Yunque y carne

Hazte oír, nos dicen. Cómo no, nos encanta. Solo duele a quienes tienen que hacerlo, pero esos son un aparte, como aparte son los niños transexuales que miran pasar ese autobús entre “abusón y acusica”, que va repitiendo, “los niños tienen pene y las niñas vulva, que no te engañen”. Como si ellos no lo supiesen. Como si esa amarga disociación fuese capricho de padres y colectivos y no la natural consecuencia de una naturaleza desatada en esa contradicción, que solo a ellos ofende y solo es de verdad maldita lejos de ellos, allí donde los sienten como un insulto, como una aberración, como algo que se ha de corregir en origen.
¿Qué sentido tiene prevenir al niño de lo que es al margen de su voluntad? ¿En que lo cura, en que lo socorre?
Son ellos los que deberían hacerse oír por un psiquiatra, porque lo suyo sí es una enfermedad, la de querer sanar todo lo que les ofende sin ofensa, todo lo que les irrita sin razón, todo lo que los provoca sin desafío, todo lo que no soportan.

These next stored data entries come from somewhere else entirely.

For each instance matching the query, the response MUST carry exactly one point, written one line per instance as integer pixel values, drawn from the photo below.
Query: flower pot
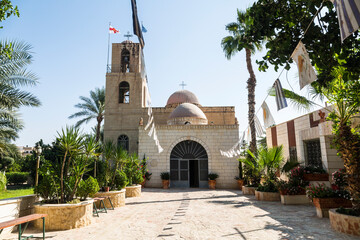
(316, 177)
(212, 184)
(143, 183)
(248, 190)
(240, 183)
(344, 223)
(267, 196)
(166, 184)
(324, 204)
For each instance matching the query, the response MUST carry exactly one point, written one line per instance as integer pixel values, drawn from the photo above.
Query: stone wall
(213, 138)
(13, 208)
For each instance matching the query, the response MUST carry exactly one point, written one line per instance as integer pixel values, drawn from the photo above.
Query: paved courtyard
(203, 214)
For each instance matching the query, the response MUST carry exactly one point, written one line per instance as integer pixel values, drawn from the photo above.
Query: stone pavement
(203, 214)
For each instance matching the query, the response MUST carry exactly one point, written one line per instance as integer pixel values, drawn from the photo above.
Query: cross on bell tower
(182, 84)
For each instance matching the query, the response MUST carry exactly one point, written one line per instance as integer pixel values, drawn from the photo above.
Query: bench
(22, 220)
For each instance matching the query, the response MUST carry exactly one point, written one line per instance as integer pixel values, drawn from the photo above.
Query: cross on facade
(182, 85)
(128, 35)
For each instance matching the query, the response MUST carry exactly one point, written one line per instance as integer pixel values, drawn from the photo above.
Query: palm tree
(14, 75)
(241, 38)
(92, 108)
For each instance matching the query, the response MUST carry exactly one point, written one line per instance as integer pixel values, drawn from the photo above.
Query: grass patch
(16, 192)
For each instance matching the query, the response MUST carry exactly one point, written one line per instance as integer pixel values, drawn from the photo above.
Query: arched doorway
(188, 165)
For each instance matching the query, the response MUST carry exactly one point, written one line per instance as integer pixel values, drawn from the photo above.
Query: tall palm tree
(13, 75)
(92, 108)
(241, 38)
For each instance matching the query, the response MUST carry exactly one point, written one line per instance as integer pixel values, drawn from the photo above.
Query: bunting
(268, 118)
(348, 13)
(280, 98)
(307, 73)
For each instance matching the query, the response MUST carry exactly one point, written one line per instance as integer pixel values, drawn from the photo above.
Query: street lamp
(38, 151)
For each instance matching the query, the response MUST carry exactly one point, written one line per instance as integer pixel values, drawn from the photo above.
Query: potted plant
(313, 173)
(212, 180)
(293, 192)
(240, 178)
(325, 198)
(165, 177)
(61, 181)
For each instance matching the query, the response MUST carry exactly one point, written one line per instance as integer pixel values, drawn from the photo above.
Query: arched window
(124, 92)
(123, 141)
(125, 60)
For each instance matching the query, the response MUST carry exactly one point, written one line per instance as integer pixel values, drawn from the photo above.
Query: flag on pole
(268, 118)
(348, 13)
(280, 98)
(136, 25)
(306, 72)
(113, 30)
(143, 29)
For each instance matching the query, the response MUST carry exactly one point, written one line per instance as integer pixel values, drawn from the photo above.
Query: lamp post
(38, 151)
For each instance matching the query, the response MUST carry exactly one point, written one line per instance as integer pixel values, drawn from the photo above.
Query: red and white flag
(113, 30)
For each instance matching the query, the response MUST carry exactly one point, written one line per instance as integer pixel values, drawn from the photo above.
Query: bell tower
(125, 95)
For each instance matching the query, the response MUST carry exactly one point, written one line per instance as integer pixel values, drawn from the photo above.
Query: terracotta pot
(240, 183)
(316, 177)
(166, 184)
(212, 184)
(327, 203)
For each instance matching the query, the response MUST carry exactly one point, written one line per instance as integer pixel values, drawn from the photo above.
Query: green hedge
(17, 177)
(2, 182)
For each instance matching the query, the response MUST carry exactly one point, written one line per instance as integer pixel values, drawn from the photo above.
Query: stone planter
(12, 208)
(248, 190)
(212, 184)
(133, 191)
(117, 198)
(65, 216)
(316, 177)
(344, 223)
(267, 196)
(240, 183)
(165, 184)
(294, 200)
(324, 204)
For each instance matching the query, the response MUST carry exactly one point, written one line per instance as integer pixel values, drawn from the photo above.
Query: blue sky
(69, 40)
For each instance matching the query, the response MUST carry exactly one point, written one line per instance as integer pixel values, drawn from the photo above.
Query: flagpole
(107, 63)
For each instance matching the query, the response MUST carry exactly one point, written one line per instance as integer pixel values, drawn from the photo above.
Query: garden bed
(65, 216)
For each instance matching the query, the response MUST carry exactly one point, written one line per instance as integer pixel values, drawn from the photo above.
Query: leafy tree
(241, 39)
(92, 108)
(283, 22)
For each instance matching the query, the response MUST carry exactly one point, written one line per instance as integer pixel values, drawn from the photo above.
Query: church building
(191, 135)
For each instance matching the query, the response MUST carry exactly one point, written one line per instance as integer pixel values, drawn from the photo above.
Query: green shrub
(3, 181)
(165, 175)
(17, 177)
(120, 180)
(87, 188)
(268, 186)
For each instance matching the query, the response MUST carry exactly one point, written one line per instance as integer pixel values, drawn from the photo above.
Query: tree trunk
(348, 145)
(251, 84)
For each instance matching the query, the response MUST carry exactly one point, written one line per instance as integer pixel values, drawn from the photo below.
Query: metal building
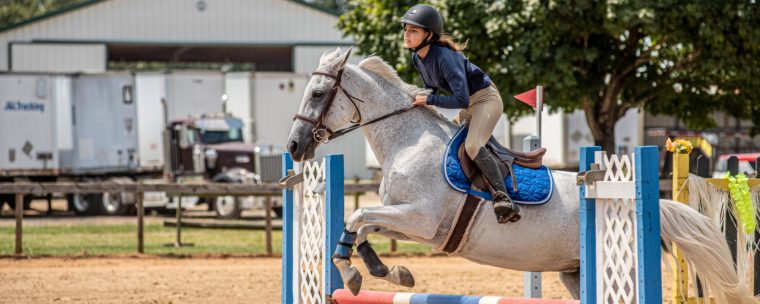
(281, 39)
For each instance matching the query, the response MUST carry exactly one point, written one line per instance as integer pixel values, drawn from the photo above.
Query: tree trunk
(601, 123)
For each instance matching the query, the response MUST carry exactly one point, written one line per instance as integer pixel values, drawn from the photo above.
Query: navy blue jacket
(446, 69)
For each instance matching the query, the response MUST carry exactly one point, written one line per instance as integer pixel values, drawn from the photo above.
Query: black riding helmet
(427, 17)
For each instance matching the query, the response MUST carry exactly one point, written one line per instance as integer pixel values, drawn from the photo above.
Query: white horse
(419, 205)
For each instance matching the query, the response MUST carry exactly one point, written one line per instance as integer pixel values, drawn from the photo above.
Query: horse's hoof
(405, 276)
(353, 280)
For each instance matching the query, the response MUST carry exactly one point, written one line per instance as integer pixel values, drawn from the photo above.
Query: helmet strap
(426, 42)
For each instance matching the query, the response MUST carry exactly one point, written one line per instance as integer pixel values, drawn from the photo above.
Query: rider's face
(413, 36)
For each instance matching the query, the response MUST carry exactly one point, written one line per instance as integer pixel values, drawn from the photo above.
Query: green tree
(682, 58)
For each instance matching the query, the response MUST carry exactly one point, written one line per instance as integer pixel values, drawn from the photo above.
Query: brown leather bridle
(322, 133)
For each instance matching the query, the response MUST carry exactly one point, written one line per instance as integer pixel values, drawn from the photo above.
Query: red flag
(528, 97)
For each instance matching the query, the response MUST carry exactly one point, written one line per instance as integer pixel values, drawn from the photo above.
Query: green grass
(70, 240)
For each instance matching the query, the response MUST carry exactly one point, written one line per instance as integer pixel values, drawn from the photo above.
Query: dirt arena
(226, 280)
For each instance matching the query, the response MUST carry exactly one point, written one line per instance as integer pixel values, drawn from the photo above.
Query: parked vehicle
(747, 164)
(123, 128)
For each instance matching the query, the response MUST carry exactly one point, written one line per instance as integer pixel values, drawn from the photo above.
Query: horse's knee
(354, 221)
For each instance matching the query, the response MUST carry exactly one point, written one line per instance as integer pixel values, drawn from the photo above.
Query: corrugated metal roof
(84, 4)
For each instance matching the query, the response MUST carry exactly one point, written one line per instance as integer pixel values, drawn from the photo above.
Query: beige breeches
(483, 113)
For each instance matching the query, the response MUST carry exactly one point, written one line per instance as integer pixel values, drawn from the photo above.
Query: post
(268, 223)
(680, 194)
(140, 217)
(19, 219)
(539, 108)
(756, 259)
(178, 241)
(532, 280)
(333, 218)
(587, 213)
(731, 233)
(703, 170)
(649, 273)
(287, 235)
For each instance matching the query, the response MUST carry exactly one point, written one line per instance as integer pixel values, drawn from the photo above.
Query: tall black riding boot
(505, 209)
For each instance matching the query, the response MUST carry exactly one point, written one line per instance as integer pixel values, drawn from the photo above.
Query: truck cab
(211, 148)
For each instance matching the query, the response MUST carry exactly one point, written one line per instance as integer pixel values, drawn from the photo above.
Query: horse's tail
(705, 250)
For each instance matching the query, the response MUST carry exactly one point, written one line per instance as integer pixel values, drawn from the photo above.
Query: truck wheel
(12, 202)
(113, 204)
(227, 207)
(85, 203)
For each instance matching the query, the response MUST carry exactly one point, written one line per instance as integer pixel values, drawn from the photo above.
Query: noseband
(322, 133)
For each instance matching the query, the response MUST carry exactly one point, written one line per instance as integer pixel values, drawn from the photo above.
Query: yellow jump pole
(680, 194)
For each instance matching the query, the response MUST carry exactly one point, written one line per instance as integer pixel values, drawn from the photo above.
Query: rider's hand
(420, 100)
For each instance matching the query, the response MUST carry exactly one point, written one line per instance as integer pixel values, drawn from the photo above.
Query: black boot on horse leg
(505, 209)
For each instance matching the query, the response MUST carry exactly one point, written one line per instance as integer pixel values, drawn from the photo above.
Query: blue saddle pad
(534, 186)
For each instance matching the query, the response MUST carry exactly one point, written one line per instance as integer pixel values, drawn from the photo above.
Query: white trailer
(33, 107)
(108, 126)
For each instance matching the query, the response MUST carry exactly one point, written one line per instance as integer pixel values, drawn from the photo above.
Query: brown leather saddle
(504, 157)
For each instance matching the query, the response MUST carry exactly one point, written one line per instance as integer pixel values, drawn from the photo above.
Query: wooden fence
(171, 189)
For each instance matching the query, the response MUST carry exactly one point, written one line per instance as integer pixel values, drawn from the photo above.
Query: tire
(12, 202)
(85, 203)
(113, 204)
(227, 207)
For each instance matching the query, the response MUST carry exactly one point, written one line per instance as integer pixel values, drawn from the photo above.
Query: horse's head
(324, 107)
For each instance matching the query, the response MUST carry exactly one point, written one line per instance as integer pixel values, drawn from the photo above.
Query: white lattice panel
(311, 234)
(616, 235)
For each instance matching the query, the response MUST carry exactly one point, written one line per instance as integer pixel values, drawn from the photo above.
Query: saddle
(504, 158)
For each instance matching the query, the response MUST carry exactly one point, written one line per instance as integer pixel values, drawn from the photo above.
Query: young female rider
(442, 66)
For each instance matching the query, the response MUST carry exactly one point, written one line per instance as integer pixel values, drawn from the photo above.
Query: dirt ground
(227, 280)
(220, 280)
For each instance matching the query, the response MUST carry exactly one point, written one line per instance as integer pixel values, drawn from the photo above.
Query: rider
(442, 66)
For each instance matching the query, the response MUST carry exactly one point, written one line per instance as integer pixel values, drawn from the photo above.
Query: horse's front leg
(395, 220)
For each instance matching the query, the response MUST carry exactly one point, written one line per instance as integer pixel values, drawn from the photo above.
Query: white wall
(60, 58)
(564, 133)
(229, 22)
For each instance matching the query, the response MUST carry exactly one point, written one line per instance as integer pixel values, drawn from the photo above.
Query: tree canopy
(682, 58)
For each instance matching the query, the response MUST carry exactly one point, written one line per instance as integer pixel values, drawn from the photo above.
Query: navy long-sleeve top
(448, 70)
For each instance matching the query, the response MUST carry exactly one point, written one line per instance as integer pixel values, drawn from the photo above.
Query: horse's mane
(378, 66)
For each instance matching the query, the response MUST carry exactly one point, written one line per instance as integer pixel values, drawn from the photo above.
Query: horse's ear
(343, 58)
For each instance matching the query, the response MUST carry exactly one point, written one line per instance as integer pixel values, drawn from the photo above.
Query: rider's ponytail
(449, 42)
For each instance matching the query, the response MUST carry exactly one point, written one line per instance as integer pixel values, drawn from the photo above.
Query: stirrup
(509, 213)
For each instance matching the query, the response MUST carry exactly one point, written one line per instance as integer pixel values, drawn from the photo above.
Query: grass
(109, 239)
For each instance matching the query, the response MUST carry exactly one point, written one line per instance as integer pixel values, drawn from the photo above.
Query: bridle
(322, 133)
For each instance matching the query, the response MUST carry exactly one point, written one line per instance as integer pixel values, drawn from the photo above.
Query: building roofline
(50, 14)
(317, 7)
(84, 4)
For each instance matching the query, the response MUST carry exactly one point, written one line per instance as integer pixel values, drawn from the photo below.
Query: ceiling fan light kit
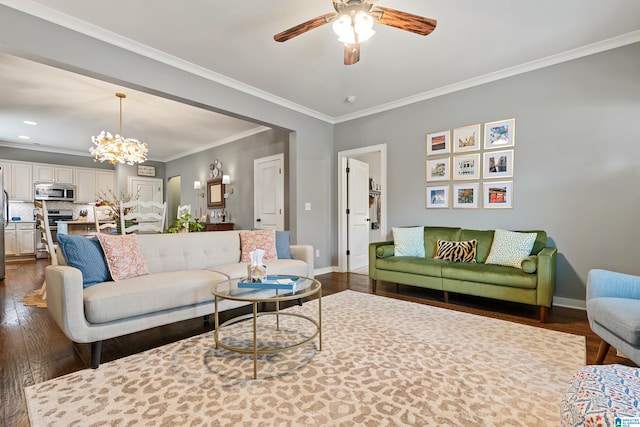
(353, 23)
(117, 149)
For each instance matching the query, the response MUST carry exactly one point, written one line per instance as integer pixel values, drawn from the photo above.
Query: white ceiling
(474, 42)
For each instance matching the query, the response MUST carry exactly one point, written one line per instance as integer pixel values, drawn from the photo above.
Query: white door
(357, 214)
(268, 193)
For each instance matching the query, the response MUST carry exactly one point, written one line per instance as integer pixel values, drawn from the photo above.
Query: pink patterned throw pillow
(124, 258)
(251, 240)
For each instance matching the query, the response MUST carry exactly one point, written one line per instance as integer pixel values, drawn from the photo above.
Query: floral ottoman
(602, 395)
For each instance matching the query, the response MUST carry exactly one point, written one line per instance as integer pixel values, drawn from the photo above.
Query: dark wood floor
(33, 349)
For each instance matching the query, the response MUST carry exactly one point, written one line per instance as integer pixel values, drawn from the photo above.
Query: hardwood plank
(33, 349)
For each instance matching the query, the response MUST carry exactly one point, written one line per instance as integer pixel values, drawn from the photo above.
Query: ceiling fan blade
(304, 27)
(351, 53)
(404, 21)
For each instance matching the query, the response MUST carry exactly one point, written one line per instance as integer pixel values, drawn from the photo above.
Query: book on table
(271, 282)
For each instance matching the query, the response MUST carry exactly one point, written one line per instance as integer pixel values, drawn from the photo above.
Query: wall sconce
(226, 180)
(198, 186)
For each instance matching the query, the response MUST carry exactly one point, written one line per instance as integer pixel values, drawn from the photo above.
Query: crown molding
(54, 16)
(223, 141)
(608, 44)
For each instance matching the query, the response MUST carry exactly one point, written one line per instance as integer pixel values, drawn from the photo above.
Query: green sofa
(479, 279)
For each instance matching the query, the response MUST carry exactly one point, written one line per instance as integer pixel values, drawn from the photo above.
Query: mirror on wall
(215, 193)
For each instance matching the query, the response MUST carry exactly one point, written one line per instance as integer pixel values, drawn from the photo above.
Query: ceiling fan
(353, 22)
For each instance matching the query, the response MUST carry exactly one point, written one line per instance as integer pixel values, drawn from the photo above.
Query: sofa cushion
(510, 247)
(413, 265)
(124, 258)
(622, 317)
(408, 241)
(86, 255)
(456, 251)
(492, 274)
(111, 301)
(384, 251)
(484, 238)
(250, 240)
(283, 248)
(432, 234)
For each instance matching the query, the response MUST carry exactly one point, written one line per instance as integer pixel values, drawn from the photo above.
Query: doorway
(376, 157)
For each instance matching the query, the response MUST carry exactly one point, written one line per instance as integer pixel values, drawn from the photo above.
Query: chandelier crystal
(117, 149)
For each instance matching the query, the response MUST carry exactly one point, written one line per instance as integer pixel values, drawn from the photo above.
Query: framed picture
(500, 134)
(466, 196)
(438, 170)
(215, 193)
(438, 196)
(466, 139)
(466, 167)
(498, 194)
(498, 164)
(438, 143)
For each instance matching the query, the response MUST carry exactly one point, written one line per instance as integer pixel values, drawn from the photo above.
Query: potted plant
(113, 201)
(181, 223)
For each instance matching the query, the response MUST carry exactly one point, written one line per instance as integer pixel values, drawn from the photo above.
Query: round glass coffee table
(279, 288)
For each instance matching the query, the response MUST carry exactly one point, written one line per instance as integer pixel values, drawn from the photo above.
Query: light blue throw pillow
(282, 244)
(86, 255)
(408, 241)
(510, 248)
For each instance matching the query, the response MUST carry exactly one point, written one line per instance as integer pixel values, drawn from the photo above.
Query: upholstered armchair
(613, 308)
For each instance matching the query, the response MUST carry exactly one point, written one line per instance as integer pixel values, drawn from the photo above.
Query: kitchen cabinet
(18, 180)
(19, 239)
(51, 173)
(91, 182)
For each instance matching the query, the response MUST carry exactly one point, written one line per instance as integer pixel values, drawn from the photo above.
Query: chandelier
(117, 149)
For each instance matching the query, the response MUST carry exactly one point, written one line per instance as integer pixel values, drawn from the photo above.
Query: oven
(56, 215)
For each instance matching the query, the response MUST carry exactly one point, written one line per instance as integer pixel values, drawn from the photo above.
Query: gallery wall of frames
(464, 173)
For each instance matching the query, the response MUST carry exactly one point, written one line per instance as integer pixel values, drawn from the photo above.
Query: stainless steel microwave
(53, 191)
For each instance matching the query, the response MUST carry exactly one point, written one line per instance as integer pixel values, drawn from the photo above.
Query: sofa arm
(546, 276)
(373, 254)
(304, 253)
(65, 301)
(604, 283)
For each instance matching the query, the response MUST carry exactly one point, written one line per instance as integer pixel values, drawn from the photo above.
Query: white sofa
(183, 269)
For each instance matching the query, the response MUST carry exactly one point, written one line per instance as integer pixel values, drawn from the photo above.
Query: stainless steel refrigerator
(4, 217)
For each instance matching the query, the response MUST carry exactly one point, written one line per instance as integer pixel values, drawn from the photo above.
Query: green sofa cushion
(494, 274)
(541, 240)
(484, 238)
(385, 251)
(432, 234)
(414, 265)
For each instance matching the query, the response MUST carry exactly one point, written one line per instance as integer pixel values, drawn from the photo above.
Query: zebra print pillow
(456, 251)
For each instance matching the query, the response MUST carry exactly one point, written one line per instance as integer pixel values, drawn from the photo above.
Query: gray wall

Porque no son ellos en la rectitud de una moral, que creen heredada de lo divino, y que les lleva a desoír la divinidad de esos seres capaces de discutirse en el género y bregarse en el número, generando esperanza en un mundo donde uno y otro son fuente de continuo conflicto y continua vulneración de los derechos de uno en los del otro.
La maldad del yunque es la reiteración en el golpe. La bondad de la carne la rebeldía en el gemido.